Interview de Jean-Pierre Bienaimé, Secrétaire General de la 5G Infrastructure Association (5G-IA), et Président de l’IREST (Institut de Recherches Economiques et Sociales sur les Télécommunications) dans le cadre du Livre Blanc « Le numérique et ses déclinaisons sectorielles » réalisé par DLA PIPER.
Comment le numérique a-t-il transformé le secteur des télécommunications ?
Dans le secteur des télécoms, cela fait plusieurs années que le numérique a bouleversé les pratiques au sein des entreprises, notamment au sein de mon ex-entreprise, Orange. La nécessité de se transformer s’est très vite fait ressentir et il y a eu énormément de formations. Les collaborateurs ont ainsi été sensibilisés, non seulement aux nouveaux outils, mais à la transversalité, à l’interactivité, à l’horizontalité permise par le numérique. En réalité, la transformation numérique donne beaucoup l’occasion de parler de l’organisation du travail et des relations dans les entreprises. Elle permet aussi d’organiser autrement les relations sociales, de passer du vertical à l’horizontal, au collaboratif etc. A l’IREST, nous avons organisé en décembre 2016 un colloque intitulé : « Révolution numérique : le management sens dessus-dessous », cela résume la situation.
Quelles conséquences l’utilisation des outils numériques et la transformation en interne a-t-elle eues sur les pratiques du secteur ?
Le développement des outils numériques a permis, par exemple, d’avoir moins recours à des réunions physiques, et davantage à la visioconférence et au télétravail. Il a également fallu poser des règles afin que les outils soient utilisés à bon escient. L’arrivée de nouvelles entreprises dans le secteur, plus collaboratives et plus agiles, a défié les anciennes. Évidemment lorsqu’on a le poids du passé, on va moins vite. Mais Orange, qui est partie d’un statut d’administration publique, a très bien réussi sa transformation complète par rapport à des entreprises comme EDF ou la SNCF, qui sont restées sur leurs anciens quasi-monopoles. Ensuite les grosses structures, si elles réussissent leur mutation, sont en capacité d’aller plus loin que les autres, car elles ont un réservoir de talents plus important. Ainsi chez Orange Wholesale France, nous avions mis en place des outils d’e-learning qui fonctionnaient avec des avatars, rendant ainsi les formations ludiques et interactives. Nous avions, au départ, sous-traité l’outil puis nous l’avons adapté et finalement nous l’avons fait évoluer en interne.

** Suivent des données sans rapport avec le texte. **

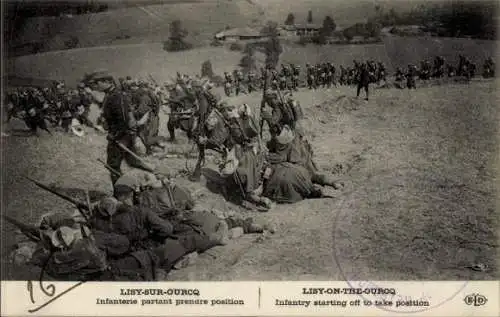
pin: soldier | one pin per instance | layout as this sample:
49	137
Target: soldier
489	68
283	112
34	111
399	77
147	108
146	230
410	76
450	70
381	73
228	83
250	81
296	76
363	79
122	125
297	150
238	79
311	82
83	102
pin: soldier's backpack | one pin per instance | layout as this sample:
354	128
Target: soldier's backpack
82	261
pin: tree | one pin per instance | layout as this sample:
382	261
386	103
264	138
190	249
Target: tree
329	26
248	62
273	49
373	29
271	29
176	40
349	33
290	19
206	69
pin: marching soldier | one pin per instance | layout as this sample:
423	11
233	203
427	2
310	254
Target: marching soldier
122	124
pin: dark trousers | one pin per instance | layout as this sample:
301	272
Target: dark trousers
362	85
116	155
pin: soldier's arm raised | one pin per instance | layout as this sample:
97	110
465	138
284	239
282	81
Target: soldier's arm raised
159	226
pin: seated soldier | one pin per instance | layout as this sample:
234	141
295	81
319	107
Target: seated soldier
244	158
289	148
175	203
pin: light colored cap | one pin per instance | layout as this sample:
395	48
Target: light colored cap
286	136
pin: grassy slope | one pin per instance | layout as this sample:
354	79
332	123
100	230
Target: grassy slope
422	172
142	23
146	22
141	60
420	200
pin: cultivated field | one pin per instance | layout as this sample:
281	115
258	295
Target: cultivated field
420	169
149	21
140	60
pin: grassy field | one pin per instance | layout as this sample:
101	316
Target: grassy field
143	59
139	24
394	51
149	21
420	169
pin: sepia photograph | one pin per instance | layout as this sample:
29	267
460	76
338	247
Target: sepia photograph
250	140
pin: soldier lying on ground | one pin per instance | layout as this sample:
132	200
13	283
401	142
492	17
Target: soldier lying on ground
69	249
176	204
288	147
235	131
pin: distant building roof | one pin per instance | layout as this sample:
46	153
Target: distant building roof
302	26
246	31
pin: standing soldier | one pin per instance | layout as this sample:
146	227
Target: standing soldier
122	125
250	81
310	76
410	76
363	79
489	68
295	77
238	78
228	83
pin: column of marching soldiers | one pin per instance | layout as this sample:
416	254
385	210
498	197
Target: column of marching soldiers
150	224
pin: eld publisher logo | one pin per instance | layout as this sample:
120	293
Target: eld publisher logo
475	299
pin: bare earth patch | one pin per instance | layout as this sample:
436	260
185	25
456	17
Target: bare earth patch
420	169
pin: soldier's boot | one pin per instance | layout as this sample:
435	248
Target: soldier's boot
326	180
171	132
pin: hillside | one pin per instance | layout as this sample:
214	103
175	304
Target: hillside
420	172
139	24
142	60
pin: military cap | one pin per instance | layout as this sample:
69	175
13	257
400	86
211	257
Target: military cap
63	237
97	76
107	206
286	136
120	190
271	94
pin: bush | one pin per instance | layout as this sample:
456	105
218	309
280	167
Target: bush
216	43
206	69
72	42
303	40
236	47
218	80
176	46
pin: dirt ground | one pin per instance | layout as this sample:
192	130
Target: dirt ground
420	171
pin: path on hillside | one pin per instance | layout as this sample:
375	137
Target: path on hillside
418	202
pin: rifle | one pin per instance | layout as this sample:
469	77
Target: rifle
263	102
79	205
32	232
109	168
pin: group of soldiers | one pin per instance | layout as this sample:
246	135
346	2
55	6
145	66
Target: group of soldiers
56	105
150	224
325	75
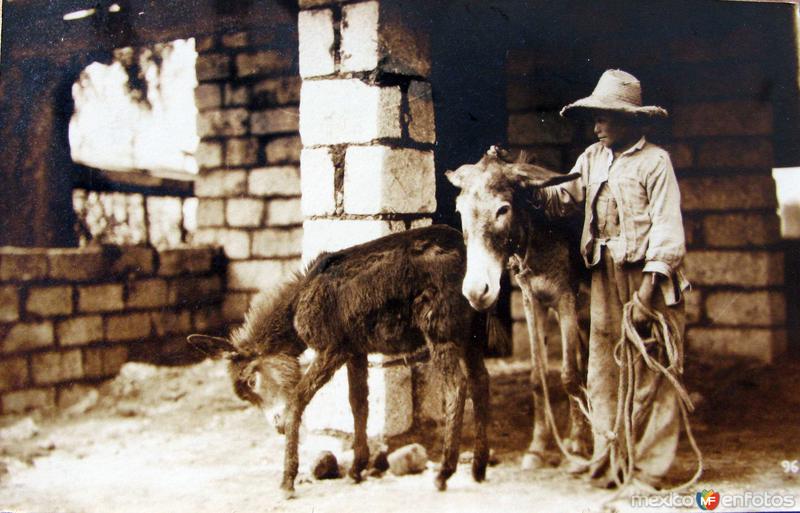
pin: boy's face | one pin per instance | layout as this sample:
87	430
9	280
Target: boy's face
615	131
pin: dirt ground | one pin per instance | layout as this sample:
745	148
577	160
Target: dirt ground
177	440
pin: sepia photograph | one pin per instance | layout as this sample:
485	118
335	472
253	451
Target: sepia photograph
399	256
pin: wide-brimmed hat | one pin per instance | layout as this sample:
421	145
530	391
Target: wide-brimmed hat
617	91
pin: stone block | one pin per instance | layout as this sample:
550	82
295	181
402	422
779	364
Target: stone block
244	212
274	181
284	212
235	243
47	301
316	40
722	118
539	128
125	327
276	91
278	243
9	303
740	308
740	192
236	95
212	66
235	305
265	62
173	262
235	40
334	234
283	150
391	405
151	293
103	362
241	151
166	322
735	268
421	120
275	121
100	298
210	212
77	264
13	373
208	155
21	264
223	183
741	230
399	180
763	344
28	400
208	96
256	275
347	111
27	336
80	330
207	319
56	367
191	290
754	153
386	36
222	122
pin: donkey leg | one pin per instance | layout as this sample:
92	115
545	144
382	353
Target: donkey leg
357	380
318	373
449	363
571	378
479	390
541	436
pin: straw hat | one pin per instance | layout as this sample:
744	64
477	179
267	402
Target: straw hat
618	91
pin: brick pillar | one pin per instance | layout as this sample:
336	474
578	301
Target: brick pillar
249	183
367	127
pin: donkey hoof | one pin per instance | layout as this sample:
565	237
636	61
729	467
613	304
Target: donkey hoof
478	471
532	461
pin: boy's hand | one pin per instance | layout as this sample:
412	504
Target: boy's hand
640	318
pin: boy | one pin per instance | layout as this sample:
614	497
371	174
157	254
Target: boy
633	242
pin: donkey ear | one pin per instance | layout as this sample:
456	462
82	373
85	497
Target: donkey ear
537	176
456	177
214	347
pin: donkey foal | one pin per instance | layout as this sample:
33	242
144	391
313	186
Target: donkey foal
392	295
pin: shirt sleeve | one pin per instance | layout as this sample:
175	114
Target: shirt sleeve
667	244
566	199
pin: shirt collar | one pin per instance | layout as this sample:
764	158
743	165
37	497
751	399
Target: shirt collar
636	147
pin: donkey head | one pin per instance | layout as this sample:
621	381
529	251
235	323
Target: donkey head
495	202
264	380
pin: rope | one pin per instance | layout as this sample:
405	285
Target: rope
622	439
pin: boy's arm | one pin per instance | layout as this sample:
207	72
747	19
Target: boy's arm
566	199
667	243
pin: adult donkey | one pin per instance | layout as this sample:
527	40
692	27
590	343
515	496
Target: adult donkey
503	220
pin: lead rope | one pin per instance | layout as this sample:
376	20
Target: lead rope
622	440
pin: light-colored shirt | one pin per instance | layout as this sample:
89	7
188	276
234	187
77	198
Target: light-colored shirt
642	183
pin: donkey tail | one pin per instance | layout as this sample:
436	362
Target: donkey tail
498	340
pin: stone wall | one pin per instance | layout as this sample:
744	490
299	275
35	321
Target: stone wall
249	182
721	88
368	133
69	318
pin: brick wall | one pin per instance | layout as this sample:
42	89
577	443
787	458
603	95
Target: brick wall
70	318
717	86
249	183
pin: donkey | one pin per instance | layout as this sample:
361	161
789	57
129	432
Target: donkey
503	219
397	294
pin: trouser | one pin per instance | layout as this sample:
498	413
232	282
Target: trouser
658	432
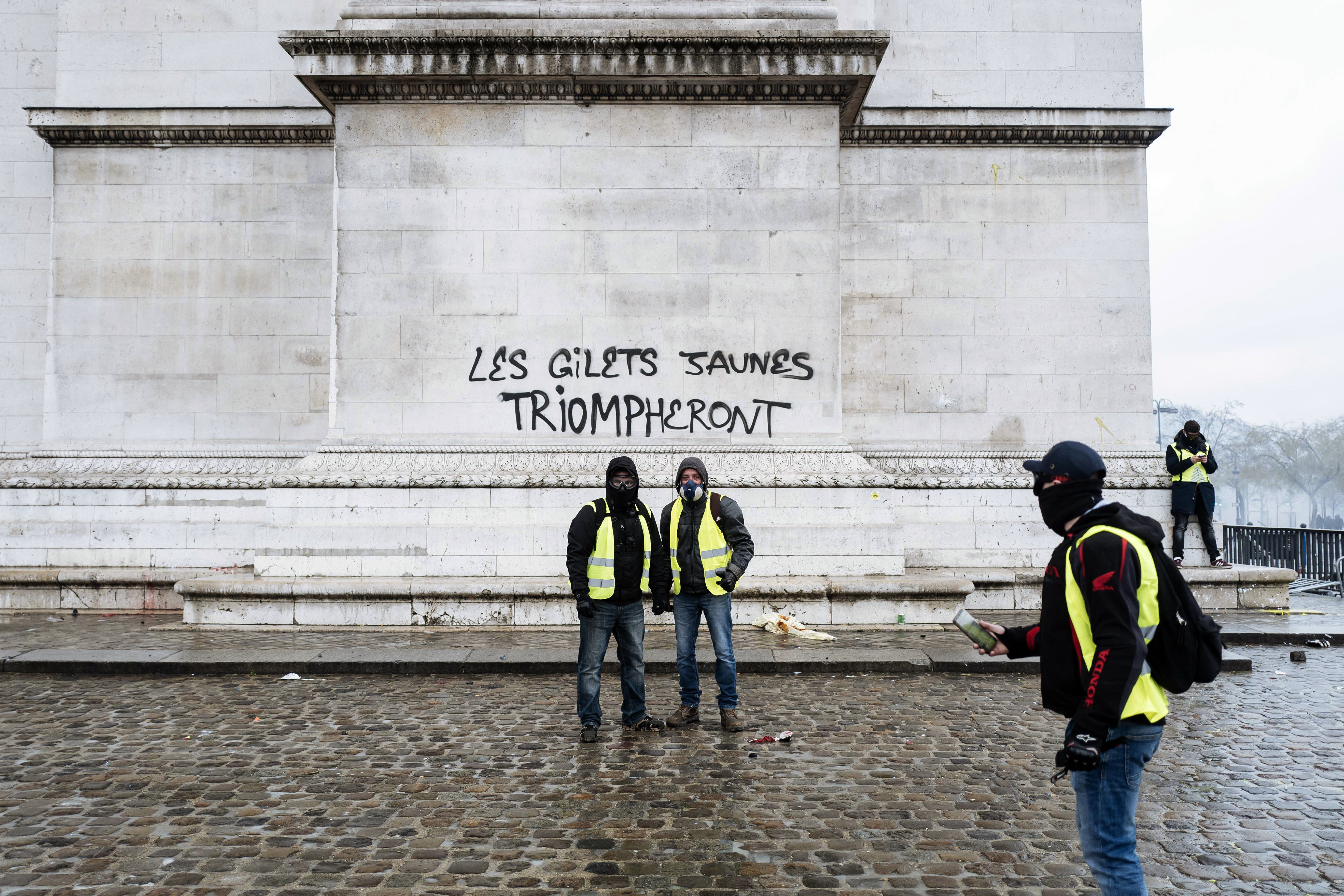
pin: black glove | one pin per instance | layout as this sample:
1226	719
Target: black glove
729	578
1082	753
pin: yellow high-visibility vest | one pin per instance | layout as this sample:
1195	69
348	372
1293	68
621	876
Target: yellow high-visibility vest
714	549
1194	473
603	561
1148	696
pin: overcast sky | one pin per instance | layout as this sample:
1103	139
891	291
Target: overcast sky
1246	205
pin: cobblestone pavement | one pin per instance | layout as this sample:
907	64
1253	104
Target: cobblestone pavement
932	785
139	630
92	630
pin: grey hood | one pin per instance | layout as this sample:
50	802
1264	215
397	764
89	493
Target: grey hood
695	464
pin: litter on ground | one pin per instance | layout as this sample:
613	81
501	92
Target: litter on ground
780	624
784	737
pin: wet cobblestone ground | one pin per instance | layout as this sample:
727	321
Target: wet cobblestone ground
932	785
142	630
95	630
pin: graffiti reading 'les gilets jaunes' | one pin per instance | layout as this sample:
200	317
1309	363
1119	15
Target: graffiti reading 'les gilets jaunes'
578	364
580	416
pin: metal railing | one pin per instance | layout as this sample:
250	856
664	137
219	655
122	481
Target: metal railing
1315	554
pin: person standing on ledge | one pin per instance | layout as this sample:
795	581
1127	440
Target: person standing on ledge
1099	612
709	549
1190	460
615	557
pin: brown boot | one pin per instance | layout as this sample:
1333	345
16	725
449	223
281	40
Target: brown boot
685	716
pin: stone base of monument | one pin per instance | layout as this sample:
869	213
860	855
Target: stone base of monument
93	589
422	601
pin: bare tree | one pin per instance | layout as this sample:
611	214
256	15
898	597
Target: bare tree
1308	457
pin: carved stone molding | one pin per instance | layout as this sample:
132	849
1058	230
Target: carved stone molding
546	467
1006	136
365	66
300	136
147	469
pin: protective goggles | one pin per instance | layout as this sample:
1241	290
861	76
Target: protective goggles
1039	481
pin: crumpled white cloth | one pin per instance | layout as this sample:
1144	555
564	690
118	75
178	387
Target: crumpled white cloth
780	624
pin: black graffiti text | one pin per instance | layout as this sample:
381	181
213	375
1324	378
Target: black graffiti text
781	363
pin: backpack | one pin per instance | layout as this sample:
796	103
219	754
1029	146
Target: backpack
1187	647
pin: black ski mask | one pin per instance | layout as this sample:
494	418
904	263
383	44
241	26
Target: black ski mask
621	499
1062	503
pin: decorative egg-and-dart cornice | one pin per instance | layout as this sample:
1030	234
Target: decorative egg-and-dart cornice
364	68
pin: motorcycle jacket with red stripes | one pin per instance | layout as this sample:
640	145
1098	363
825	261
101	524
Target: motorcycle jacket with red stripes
1108	574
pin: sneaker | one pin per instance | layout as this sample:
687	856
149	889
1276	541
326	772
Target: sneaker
729	721
685	716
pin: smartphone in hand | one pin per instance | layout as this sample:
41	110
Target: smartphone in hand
980	636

Comment innover grâce au numérique dans un environnement où les contraintes se font de plus en plus prégnantes ?
On constate que dans le secteur des télécoms, l’hyper-concurrence encouragée par les instances européennes devient de moins en moins compatible avec les investissements lourds que nécessite la progression du secteur, en particulier pour déployer la 4G, puis la 5G, et la fibre optique. Il est nécessaire que les opérateurs gagnent de l’argent pour pouvoir investir. Dans ce cadre, le mythe du « tout gratuit », auquel le consommateur s’est habitué, avec un business model de type publicitaire peut devenir un anti-business model…Les opérateurs, avec la réglementation RGPD, n’ont plus accès aux données personnelles et les questions de sécurité deviennent de plus en plus importantes. En outre pour favoriser l’innovation, il est nécessaire d’avoir un paysage réglementaire prédictible et harmonisé. Concernant les questions de spectre et de fréquences, cela a permis de généraliser l’itinérance, avec des conséquences sur les prix. En octobre 2019, lors de la prochaine conférence mondiale des radiocommunications (CMR19), qui aura pour thèmes principaux les hautes fréquences (ondes millimétriques) et la 5G, il s’agira d’aboutir à des normes et bandes de fréquences harmonisées. Dans le domaine des réseaux, on se rend finalement compte que, davantage que la neutralité de l’Internet (« Net neutrality »), ce qui est intéressant, c’est plutôt d’avoir un Internet « ouvert », permettant d’offrir un service de base satisfaisant à tous les utilisateurs, auquel s’ajoutent des services sur-mesure et adaptés en fonction des besoins plus spécifiques de certaines catégories d’utilisateurs.